Man in critical condition after fall at Cheney Reservoir pump station
A city employee is in critical condition Tuesday after he apparently fell while working at the pumping station next to Cheney Reservoir.
The victim was found at about 1 a.m. Tuesday by a co-worker after he hadn’t been heard from in an extended period, said Alan King, director of public works and utilities for the city.
“We don’t have a lot of details at this point,” King said. “We think it might have been a fall.”
It’s possible the victim may have fallen 20 to 30 feet to the pumping station floor, King said. A Sedgwick County emergency dispatcher said the victim is 59 years old, though King would not confirm that.
“It could have been hours” before the victim was found after the fall, King said. “They found him on the floor. He was unconscious.”
The pumping station is at 39500 W. 21st Street. There is a two-person crew on-site overnight, King said, while daytime staffing may be about half a dozen.
“They’re taking it pretty hard,” King said of the crew.

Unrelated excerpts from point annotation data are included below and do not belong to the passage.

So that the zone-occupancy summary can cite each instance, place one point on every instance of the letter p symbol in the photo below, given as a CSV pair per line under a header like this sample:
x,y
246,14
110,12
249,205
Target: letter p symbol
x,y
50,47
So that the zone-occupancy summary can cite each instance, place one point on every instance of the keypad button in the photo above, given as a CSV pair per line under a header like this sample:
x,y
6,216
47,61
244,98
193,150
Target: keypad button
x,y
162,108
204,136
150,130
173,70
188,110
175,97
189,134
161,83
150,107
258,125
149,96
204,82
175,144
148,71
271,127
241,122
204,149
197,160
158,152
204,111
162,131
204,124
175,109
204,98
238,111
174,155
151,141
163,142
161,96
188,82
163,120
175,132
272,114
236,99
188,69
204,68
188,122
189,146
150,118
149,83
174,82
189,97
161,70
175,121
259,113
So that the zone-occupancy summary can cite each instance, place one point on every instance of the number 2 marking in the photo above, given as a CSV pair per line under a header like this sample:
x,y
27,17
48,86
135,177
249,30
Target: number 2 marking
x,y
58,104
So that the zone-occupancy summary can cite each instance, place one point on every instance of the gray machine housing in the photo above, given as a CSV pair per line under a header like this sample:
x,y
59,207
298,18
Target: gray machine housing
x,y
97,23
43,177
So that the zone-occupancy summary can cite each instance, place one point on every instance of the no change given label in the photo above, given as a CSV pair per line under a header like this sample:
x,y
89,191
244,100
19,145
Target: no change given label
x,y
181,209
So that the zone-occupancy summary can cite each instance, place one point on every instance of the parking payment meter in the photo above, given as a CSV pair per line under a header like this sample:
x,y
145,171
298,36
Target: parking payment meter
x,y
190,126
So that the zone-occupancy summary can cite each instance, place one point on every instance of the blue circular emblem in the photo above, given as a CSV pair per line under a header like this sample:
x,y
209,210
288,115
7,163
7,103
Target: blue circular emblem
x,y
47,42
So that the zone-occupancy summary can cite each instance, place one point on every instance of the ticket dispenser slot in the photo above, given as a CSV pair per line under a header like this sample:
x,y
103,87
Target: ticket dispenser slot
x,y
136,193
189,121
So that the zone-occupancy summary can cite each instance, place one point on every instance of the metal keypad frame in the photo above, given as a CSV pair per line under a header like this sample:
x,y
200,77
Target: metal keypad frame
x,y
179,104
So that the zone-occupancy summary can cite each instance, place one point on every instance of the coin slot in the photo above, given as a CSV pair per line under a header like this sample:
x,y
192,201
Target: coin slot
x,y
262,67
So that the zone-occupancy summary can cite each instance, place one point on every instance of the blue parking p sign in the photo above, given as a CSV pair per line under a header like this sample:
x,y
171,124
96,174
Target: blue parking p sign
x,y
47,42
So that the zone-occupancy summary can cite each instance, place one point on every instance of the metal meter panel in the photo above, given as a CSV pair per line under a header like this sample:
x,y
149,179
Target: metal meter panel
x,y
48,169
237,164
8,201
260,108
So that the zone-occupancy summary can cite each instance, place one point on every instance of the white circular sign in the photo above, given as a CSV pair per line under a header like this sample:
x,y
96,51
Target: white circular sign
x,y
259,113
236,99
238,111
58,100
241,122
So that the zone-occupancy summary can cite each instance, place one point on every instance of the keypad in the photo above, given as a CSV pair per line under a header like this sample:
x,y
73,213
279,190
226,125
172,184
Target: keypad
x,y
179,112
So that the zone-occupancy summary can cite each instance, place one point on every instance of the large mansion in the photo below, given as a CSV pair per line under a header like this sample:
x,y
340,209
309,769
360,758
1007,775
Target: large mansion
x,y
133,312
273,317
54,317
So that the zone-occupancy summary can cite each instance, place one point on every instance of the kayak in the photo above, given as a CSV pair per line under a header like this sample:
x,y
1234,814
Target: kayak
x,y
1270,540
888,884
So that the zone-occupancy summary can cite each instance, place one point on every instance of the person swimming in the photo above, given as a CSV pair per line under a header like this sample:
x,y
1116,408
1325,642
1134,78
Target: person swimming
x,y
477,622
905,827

The city has dispatched its risk management team to the station to investigate what happened, King said, and Wichita police also have an investigator at the scene.
At the other end of the water delivery system, a second bypass has been completed on the 66-inch line that feeds untreated water into the treatment plant. The section of the line that has a leak has been taken off-line, King reported Monday.
Plans to repair the line are already being developed, King said. But crews are also going to do a condition assessment of the entire 600-foot stretch of the affected line downtown, much of which was built back in the 1940s.
Officials are exploring the possibility of putting new pipe inside the existing pipe to extend its lifespan, King said.
“Our goal is to have repairs completed by March 1,” he said.
That would have the line ready to handle the increased water demands that come with the arrival of spring. Irrigation vaults daily water demand from winter lows of 40 to 50 million gallons a day to more than 100 million gallons a day, he said.
The cost of building the bypass will come to about $600,000, which King said is “pretty close to what we estimated.”